Steve’s claimed that the disability payments which Ms. Altman received should be deducted from any award of damages. However, the court found that disability benefits were not deductible from the damage award since Ms. Altman paid some, if not all of the premiums for the long-term disability insurance; the benefits were paid by the provider and not Steve’s; Ms. Altman received no disability payments until December 2009 - more than one year from the date she took her medical leave - due to Steve's failure to complete the policyholder's portion of the claim form; and Steve's terminated Ms. Altman while on medical leave, but before she had received any disability payment.

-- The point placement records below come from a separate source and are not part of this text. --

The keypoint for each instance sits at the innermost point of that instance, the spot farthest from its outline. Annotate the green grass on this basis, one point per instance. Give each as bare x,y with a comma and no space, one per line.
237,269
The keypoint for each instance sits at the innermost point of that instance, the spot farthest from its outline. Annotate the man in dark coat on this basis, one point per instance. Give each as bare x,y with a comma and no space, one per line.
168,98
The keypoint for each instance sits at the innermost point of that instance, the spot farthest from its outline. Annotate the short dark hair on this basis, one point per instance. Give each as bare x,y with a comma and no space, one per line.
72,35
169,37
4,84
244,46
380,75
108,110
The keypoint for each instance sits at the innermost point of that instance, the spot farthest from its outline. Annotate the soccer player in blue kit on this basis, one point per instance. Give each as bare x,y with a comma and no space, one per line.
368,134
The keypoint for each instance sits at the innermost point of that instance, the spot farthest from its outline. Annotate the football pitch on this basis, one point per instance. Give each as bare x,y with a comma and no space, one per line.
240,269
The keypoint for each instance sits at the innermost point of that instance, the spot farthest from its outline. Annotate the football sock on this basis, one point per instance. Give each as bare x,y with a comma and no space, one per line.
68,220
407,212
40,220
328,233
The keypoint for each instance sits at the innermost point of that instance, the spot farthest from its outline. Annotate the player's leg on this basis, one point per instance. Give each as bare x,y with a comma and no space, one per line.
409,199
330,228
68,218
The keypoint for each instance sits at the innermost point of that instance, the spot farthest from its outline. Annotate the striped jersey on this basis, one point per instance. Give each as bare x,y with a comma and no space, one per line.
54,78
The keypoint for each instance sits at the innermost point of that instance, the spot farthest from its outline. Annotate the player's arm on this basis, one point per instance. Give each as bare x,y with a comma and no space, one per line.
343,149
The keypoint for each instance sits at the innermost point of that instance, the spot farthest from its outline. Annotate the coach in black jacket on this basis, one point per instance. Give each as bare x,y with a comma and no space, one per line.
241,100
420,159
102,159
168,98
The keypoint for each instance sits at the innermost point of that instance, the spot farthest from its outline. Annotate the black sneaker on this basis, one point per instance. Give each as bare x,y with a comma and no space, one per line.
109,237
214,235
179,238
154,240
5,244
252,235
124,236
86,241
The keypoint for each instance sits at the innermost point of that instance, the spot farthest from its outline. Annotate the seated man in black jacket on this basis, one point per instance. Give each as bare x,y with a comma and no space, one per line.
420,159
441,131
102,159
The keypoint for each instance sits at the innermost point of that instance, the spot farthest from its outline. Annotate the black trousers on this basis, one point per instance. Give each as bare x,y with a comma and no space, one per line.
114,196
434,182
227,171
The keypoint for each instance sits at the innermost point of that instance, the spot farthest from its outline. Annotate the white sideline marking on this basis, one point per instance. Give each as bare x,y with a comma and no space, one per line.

Additionally, Ms. Altman claimed damages resulting from the failure of Steve’s to act in good faith in the manner of her termination. Notwithstanding the apparent limiting of such damages in recent Supreme Court of Canada decisions, Justice Corrick found that Steve’s treatment of Ms. Altman was “callous and insensitive” and that she “deserved to be treated better than twice having a bailiff deliver her a letter replete with mistruths from Steve's lawyers - especially when Steve's knew she was recovering from cancer treatment.” Ms. Altman was awarded $35,000 in moral damages as a result of Steve's breach of its duty to deal with Ms. Altman in good faith and with fairness in the manner in which they terminated her employment.

Further, Ms. Altman claimed punitive damages, which Justice Corrick stated are “restricted to advertent wrongful acts that are so malicious and outrageous that they are deserving of punishment on their own.” In these circumstances, Steve’s conduct was found to be egregious enough to justify an award of $20,000 for punitive damages.

Our Views:

This case should serve as a warning to employers. Notwithstanding the egregious conduct of Steve’s in dealing with Ms. Altman, employers should take note that the standard which the Court has set for frustration of contract is quite high, and employers with employees on long-term leave will have to tread carefully before claiming that an employment contract has been frustrated.

The decision also reiterates that the Court has a lack of tolerance towards employers who mistreat employees, especially one who is already in an unfortunate situation due to an illness or recent disability.

If you have any questions regarding the obligations owing in regards to the termination of a specific employee, you should consult with legal counsel.